Cambodge : trois reporters de Mother Nature Cambodia emprisonnés pour “incitation au crime”

A la fois journalistes et activistes environnementaux, ils ont été arrêtés en lien avec un reportage consacré à la destruction d’un lac situé en banlieue de Phnom Penh. Reporters sans frontières (RSF) exige leur libération immédiate et inconditionnelle.

Cela fait bientôt un mois qu’ils croupissent derrière les barreaux d’une prison de Phnom Penh. Trois reporters qui travaillent pour le site Mother Nature Cambodia (MNC), Long Kunthea, Phuon Keoreaksmey et Thon Ratha, ont été arrêtés le 3 septembre, avant d’être placés trois jours plus tard en détention préventive par un juge pour “incitation au crime ou au trouble social”. 


En fait de crime, ils ont enquêté sur les travaux de remplissage du lac de Boeung Tamok, en banlieue de Phnom Penh. Dans une vidéo, rendue depuis inaccessible, Mother Nature Cambodia révèle comment le ministère de la défense a pris possession du site pour en combler 300 hectares et y dresser une base militaire, au mépris des conséquences désastreuses sur l’environnement. 


“Dans un pays comme le Cambodge, où le gouvernement s’est soigneusement attaché à éliminer toute presse indépendante ces trois dernières années, ce sont désormais des structures comme Mother Nature Cambodia qui prennent le relais pour délivrer une information libre et fiable, déclare Daniel Bastard, responsable du bureau Asie-Pacifique de RSF. La détention de trois de leurs enquêteurs est une nouvelle étape dans la fuite en avant du gouvernement Hun Sen vers une société aux accents totalitaires. Ils doivent être libérés immédiatement.”   


Média alternatif


En septembre 2017, deux membres de Mother Nature Cambodia avaient déjà été jetés en prison pour le même chef d’accusation d’incitation au crime.

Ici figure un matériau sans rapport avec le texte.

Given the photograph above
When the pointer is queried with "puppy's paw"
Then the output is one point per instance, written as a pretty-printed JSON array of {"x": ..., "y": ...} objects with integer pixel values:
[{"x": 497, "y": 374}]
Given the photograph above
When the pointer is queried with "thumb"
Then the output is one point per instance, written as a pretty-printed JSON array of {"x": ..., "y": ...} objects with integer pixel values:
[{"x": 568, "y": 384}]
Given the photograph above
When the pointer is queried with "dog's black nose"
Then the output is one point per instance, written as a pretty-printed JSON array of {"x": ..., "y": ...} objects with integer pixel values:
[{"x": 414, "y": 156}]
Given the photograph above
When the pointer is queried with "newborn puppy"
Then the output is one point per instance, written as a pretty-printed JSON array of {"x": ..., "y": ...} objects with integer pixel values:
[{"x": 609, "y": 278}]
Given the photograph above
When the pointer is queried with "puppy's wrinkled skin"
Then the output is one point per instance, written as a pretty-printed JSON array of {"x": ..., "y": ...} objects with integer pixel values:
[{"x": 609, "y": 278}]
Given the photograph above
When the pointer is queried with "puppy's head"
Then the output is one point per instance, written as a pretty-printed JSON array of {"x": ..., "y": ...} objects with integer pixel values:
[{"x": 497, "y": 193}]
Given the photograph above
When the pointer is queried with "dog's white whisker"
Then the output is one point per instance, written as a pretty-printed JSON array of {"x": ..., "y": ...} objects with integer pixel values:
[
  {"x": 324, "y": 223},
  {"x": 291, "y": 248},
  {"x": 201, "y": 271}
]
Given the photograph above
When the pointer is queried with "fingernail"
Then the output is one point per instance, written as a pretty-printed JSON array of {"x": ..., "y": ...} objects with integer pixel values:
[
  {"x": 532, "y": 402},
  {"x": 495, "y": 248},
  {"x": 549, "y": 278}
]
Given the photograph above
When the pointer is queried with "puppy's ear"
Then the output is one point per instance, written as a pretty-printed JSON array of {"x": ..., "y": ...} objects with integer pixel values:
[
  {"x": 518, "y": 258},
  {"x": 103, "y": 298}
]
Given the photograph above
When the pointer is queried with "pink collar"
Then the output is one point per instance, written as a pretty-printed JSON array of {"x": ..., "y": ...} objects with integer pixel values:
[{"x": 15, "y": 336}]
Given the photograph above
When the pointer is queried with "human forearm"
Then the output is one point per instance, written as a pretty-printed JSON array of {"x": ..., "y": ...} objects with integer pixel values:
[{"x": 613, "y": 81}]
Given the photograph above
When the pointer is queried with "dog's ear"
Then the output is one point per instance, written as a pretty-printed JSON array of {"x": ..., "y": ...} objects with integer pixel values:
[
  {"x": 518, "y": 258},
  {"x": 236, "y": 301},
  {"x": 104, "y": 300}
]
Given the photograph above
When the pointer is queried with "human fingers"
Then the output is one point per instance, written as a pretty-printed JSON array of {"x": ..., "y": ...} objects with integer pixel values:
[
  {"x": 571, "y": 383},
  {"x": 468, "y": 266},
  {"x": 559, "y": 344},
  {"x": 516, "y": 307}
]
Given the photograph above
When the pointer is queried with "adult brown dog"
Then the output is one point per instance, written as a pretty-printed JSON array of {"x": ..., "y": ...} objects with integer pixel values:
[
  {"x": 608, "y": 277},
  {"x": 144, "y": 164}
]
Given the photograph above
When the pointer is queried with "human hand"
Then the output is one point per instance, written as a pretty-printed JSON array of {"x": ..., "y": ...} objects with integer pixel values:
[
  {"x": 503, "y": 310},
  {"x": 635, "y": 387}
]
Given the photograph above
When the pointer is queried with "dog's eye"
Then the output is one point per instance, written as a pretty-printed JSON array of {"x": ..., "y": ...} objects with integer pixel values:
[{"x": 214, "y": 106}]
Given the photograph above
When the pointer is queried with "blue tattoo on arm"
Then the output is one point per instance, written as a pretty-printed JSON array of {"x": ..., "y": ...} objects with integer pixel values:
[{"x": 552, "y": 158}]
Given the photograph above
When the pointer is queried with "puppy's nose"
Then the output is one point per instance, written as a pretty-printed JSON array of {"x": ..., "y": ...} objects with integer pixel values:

Cette fois, Dem Kundy et Hun Vannak avaient été arrêtés alors qu’ils filmaient des barges en train d’extraire d’immenses quantités de sable, dans le cadre d’un reportage sur le trafic illégal de silicates. 


Mother Nature Cambodia est apparue comme une forme alternative de média en 2012, aux confins du journalisme et de l’activisme, avec une première enquête dénonçant l’exploitation à grande échelle des bois rares représentant des centaines de millions de dollars, par l’Etat cambodgien ou par de puissants magnats liés aux plus hautes sphères de la dictature.


Dans un rapport publié le 22 août dernier, “jour du dépassement”, RSF avait révélé des informations alarmantes sur les journalistes qui travaillent sur les questions environnementales : au moins dix d’entre eux ont été tués et plus de 50 violations de la liberté de la presse liées à cette thématique ont été enregistrées en moins de cinq ans dans le monde. 


Le Cambodge, pour sa part, se situe à la 144e position sur 180 pays dans le Classement mondial de la liberté de la presse établi par RSF en 2020.